The foreign minister, Kristian Jensen, hopes the law will make it more difficult for the Danish private and public sector to invest in Western Sahara.
“We want Danish companies to know and comply with the laws that are adopted by the Danish Parliament,” Jensen said during the parliamentary debate that preceded the vote, according to Afrika Kontakt.
“The Ministry of Foreign Affairs will contact organisations, such as Dansk Industri, to brief them on the Danish government and Parliament’s position on Western Sahara.”
Backing the UN
The news comes on the heels of the revelations in April that at least seven banks and 20 pension companies from Denmark were investing in companies which, against international law, were taking part in the extraction of natural resources from Western Sahara.

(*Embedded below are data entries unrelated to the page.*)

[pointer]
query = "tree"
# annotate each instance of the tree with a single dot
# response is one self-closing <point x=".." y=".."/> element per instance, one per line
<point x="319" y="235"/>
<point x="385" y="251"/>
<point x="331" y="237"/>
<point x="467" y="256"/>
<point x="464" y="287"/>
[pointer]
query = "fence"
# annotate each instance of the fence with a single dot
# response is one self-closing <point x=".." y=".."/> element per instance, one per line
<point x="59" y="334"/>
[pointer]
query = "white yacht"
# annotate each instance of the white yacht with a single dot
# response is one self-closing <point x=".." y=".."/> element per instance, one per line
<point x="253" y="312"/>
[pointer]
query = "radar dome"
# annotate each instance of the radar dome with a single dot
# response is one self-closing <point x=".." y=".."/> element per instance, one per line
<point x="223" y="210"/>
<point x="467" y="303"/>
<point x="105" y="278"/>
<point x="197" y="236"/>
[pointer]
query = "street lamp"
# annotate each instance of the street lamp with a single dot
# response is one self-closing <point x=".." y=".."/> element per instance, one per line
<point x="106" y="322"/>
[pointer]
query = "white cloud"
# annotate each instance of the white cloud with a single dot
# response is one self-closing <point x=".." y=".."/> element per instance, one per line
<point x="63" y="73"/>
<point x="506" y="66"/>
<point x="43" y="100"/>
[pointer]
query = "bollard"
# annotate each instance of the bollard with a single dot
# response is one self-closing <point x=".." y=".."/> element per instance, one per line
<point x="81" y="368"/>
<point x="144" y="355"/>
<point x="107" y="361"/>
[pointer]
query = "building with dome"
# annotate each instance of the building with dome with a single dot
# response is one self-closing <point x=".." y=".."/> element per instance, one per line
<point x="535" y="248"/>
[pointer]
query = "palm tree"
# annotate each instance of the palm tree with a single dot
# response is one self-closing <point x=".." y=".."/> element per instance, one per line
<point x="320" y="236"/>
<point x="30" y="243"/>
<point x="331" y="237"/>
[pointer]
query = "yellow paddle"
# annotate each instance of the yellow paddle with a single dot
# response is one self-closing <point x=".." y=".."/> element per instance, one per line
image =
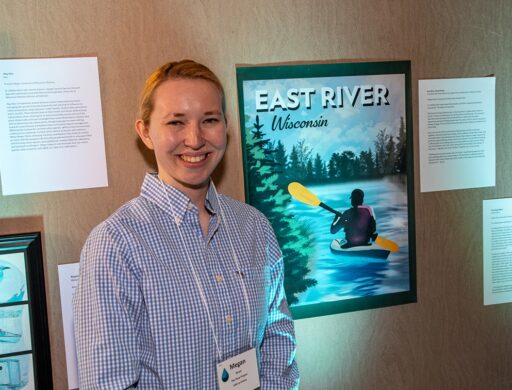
<point x="302" y="194"/>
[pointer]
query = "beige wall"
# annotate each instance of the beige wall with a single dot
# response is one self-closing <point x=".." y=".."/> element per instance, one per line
<point x="448" y="340"/>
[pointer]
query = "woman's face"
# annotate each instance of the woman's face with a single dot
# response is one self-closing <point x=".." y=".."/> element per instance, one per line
<point x="187" y="131"/>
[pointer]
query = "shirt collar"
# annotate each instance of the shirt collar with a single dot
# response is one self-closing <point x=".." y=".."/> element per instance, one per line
<point x="171" y="200"/>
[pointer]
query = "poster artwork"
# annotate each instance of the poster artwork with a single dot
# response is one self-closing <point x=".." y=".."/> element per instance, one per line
<point x="328" y="159"/>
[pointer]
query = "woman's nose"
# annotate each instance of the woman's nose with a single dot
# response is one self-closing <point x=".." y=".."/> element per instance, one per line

The motion also means that the Danish government will support the UN peacekeeping mission in Western Sahara, MINURSO, in being given a mandate to monitor and protect human rights in Western Sahara.
“This motion can really make a difference in relation to Western Sahara,” said Mette Gjerskov, the chairman of the Foreign Policy Committee.
“Everything depends on the UN, which is sometimes an uphill battle. But it will be an even greater task if democratic countries such as Denmark do not act.”
Western Sahara has been occupied by Morocco since 1975 and its indigenous people, the Sahrawi, have never accepted or approved Morocco’s occupation or utilisation of the territory’s resources.